Google unveiled a new flagship Pixel smartphone powered by its first mobile chip to put artificial intelligence in people’s hands.
“It’s basically a mobile system on a chip designed around artificial intelligence,” Google devices senior vice president Rick Osterloh explained during a press conference at the company’s Silicon Valley headquarters. “We’re really looking forward to it. We’re laying the groundwork for the company to really take off.”
In a global smartphone market dominated by Samsung, Apple, and Chinese manufacturers, Google’s Pixel line has captured a meager share. Pixel phones have been viewed as a means for Google to demonstrate the capabilities of its free Android mobile operating system, thereby setting a precedent for other smartphone manufacturers.
“We’ve always thought about our hardware products in terms of driving computing forward,” Google CEO Sundar Pichai said. “Our custom Google Tensor chip, which has taken four years to develop and is based on Google’s two decades of computing experience, does exactly that.”
According to Osterloh, the Pixel 6 hardware and software combination improves the smartphone’s ability to understand what people say, paving the way for a future of “ambient computing.” The phrase refers to having conversational access to the internet or computing power at any time, as depicted in the 2013 science fiction romance film “Her.”
“It’s basically the idea that you should be able to interact naturally with computers all around you,” Osterloh explained. “For the foreseeable future, we see the mobile phone as the focal point.”
A demonstration showed that the smarter chip was also put to work improving photo and video capabilities, a nod to hot trends in sharing images and short-form snippets online.

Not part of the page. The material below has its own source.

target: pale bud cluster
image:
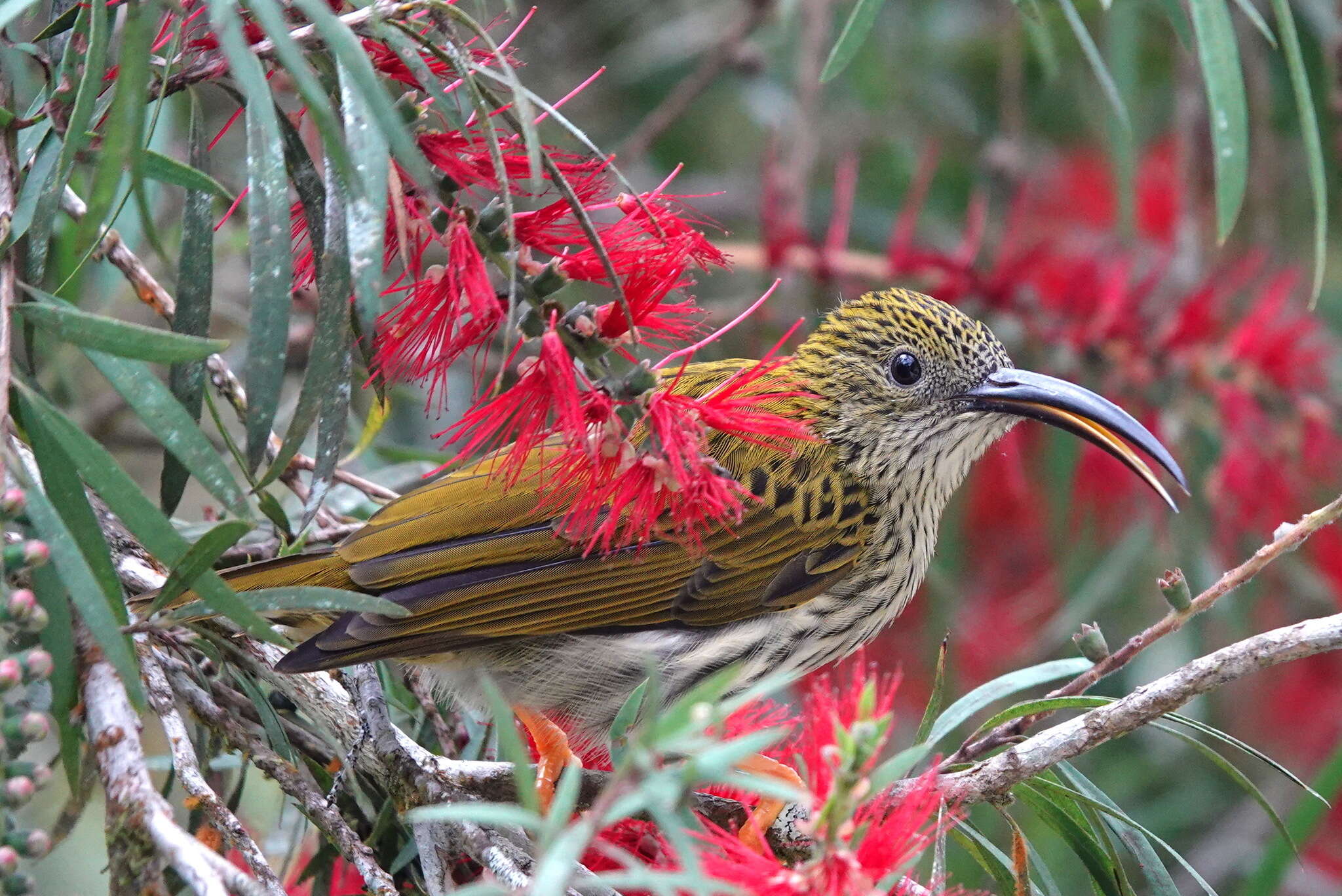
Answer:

An array of photography sensors are housed in a band on the back of the smartphone, with the Pixel 6 having a 6.4-inch edge-to-edge screen and the Pro model having a slightly larger screen.
Google’s switch to Tensor comes at a time when the world is dealing with a global chip shortage that is impeding the production of products ranging from automobiles to computers. “It’s fortunate in some ways in that we kind of control our own destiny,” Osterloh said of the chip crunch. “We believe we can get through it and see it improving by the end of the year.”
The Pixel 6 release date and price have not been revealed. Although Google hasn’t revealed all of the Tensor SoC’s specifications yet, the custom chip is heavily reliant on artificial intelligence (AI) and machine learning. It incorporates a mobile TPU for AI-powered operations as well as a new Titan M2 security chip. Aside from that, we don’t know much about CPU, GPU, or other important metrics. We also don’t know who helped Google design the custom chip or if TSMC is involved in the processor’s production.
Google wants to control the primary technologies in a phone with the Pixel 6 and Pixel 6 Pro — silicon, hardware, software, cameras, and battery. The processor, or brain, of a smartphone, is critical to its performance and battery life. Google’s Pixel phones have been plagued by slow performance and poor battery life over time. Control over the silicon means Google has complete control over how its smartphones are designed, a strategy similar to Apple’s.